Temple Run 2: Don't Stop Running, And Don't Look Down [Review] | Cult of Mac

Temple Run 2: Don’t Stop Running, And Don’t Look Down [Review]



For a game that’s been downloaded over 170 million times and spawned countless ripoffs, the sequel to Temple Run came as a complete shock. The smash-hit endless runner started sneaking into App Stores around the world yesterday, and it went live in the U.S. late last night. Imangi Studios, the small company behind Temple Run, had no promotional material or teasers leading up to the release.

But now that Temple Run 2 is here, fans of the original can sprint, jump, slide, and fall through a new and improved world. With zip lines, new power-ups, characters, and a mine cart, Temple Run is better than ever.

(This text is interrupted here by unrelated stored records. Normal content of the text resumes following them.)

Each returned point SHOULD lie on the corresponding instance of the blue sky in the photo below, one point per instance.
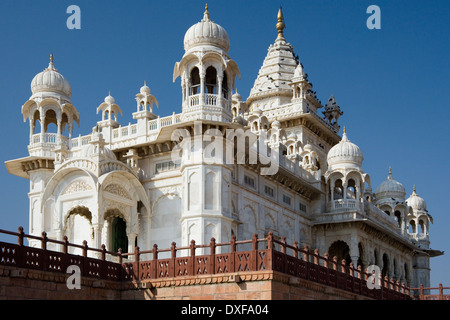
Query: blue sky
(392, 83)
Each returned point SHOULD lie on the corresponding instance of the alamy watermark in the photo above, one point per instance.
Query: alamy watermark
(239, 146)
(374, 20)
(74, 20)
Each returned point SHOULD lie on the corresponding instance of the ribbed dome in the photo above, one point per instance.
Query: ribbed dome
(206, 32)
(390, 188)
(90, 150)
(50, 80)
(345, 153)
(145, 89)
(416, 202)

One of the coolest things about the success of Temple Run is that it’s the lovechild of a husband and wife, Keith Shepherd and Natalia Luckynova. The couple’s Imangi Studios is behind other successful games like Max Adventure, and they recently partnered with Disney to release a spinoff of Temple Run based on the animated movie Brave.

“We wound up with all this stuff we wanted to do in Temple Run that we couldn’t physically do as an update to the original,” said Shepherd in an interview today with AllThingsD. “It was just a really small team of us that built the first one (Shepherd, Luckyanova, and artist Kiril Tchangov), and we had no idea that it was going to go on to become this worldwide phenomenon. It wasn’t designed to be ported to other platforms or to be continually added to over the next couple of years. We wanted a fresh start.”

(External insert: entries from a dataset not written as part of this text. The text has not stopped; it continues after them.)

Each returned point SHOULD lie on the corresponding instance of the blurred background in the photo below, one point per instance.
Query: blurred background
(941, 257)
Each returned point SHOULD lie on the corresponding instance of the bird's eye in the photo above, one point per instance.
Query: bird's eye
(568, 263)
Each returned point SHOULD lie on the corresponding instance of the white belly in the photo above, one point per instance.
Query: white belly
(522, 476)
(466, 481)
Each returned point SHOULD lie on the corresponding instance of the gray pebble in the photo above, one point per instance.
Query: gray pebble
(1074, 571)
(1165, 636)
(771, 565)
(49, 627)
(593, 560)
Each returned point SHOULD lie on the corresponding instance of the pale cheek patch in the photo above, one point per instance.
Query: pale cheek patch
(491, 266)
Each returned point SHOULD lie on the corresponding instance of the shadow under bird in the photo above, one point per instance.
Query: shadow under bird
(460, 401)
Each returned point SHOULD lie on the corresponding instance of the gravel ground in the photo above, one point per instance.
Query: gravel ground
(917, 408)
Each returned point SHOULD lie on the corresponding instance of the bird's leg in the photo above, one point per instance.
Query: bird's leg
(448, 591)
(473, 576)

Temple Run is by far Imangi’s biggest success, and it’s been downloaded close to 200 million times in the App Store and Google Play combined. The game has definitely become a household name for iOS users since it launched in August of 2011.

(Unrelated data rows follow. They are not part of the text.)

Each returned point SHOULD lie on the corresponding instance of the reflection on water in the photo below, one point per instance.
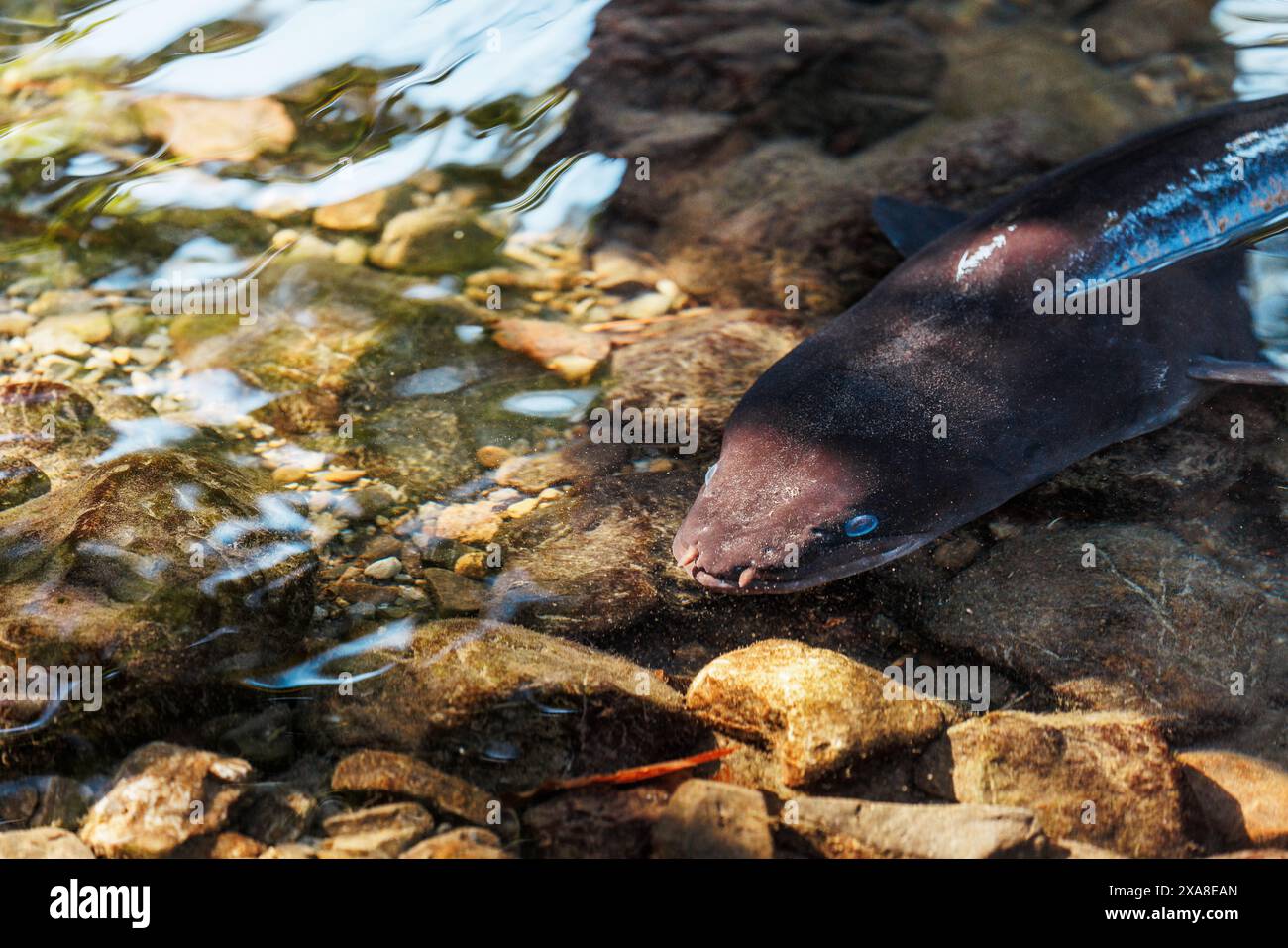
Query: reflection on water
(154, 149)
(389, 88)
(1258, 31)
(362, 478)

While Imangi originally sold Temple Run as a paid game, the wildly successful title has since gone freemium, a model where developers entice users with a free download and then sell in-app purchases for upgrades.

You’ll notice that something is different the moment you start running. Unlike the original, your runner dangerously navigates the ins and outs of a temple world suspended high in the clouds. When you’re outside, the sun is getting ready to set. Inside the caverns, you guide a mine cart through a precarious railway system lit by torches.

iPhone 2

“You’ll notice that something is different the moment you start running”

The graphics in Temple Run 2 have definitely been improved. The world is a lot more detailed. I did notice a little lag on my third-gen iPad, but it ran as smooth as butter on my iPhone 5. Gameplay is the same as the original, but there are more twisty turns and drop-offs. The environment feels much more expansive. The monkey that chases you is also much bigger.

There are four different characters, and each one has a varied set of abilities and power-ups—that adds an element of strategy. Coins are everywhere, but you’ll need rarer gems to purchase consumable items like extra lives. To make real progress in the upgrades department, you’re probably gonna fork over a few bucks for some coin packs.

I enjoy Temple Run 2 more on the iPad because the larger display lets me take in more of the environment. But this is also a great way to waste time have fun on the iPhone. I’m not going to be able to put it down for the foreseeable future.

The original Temple Run is still available too, but make sure to pick up this awesome sequel in the App Store. It’s fantastic, good fun. Don’t fall!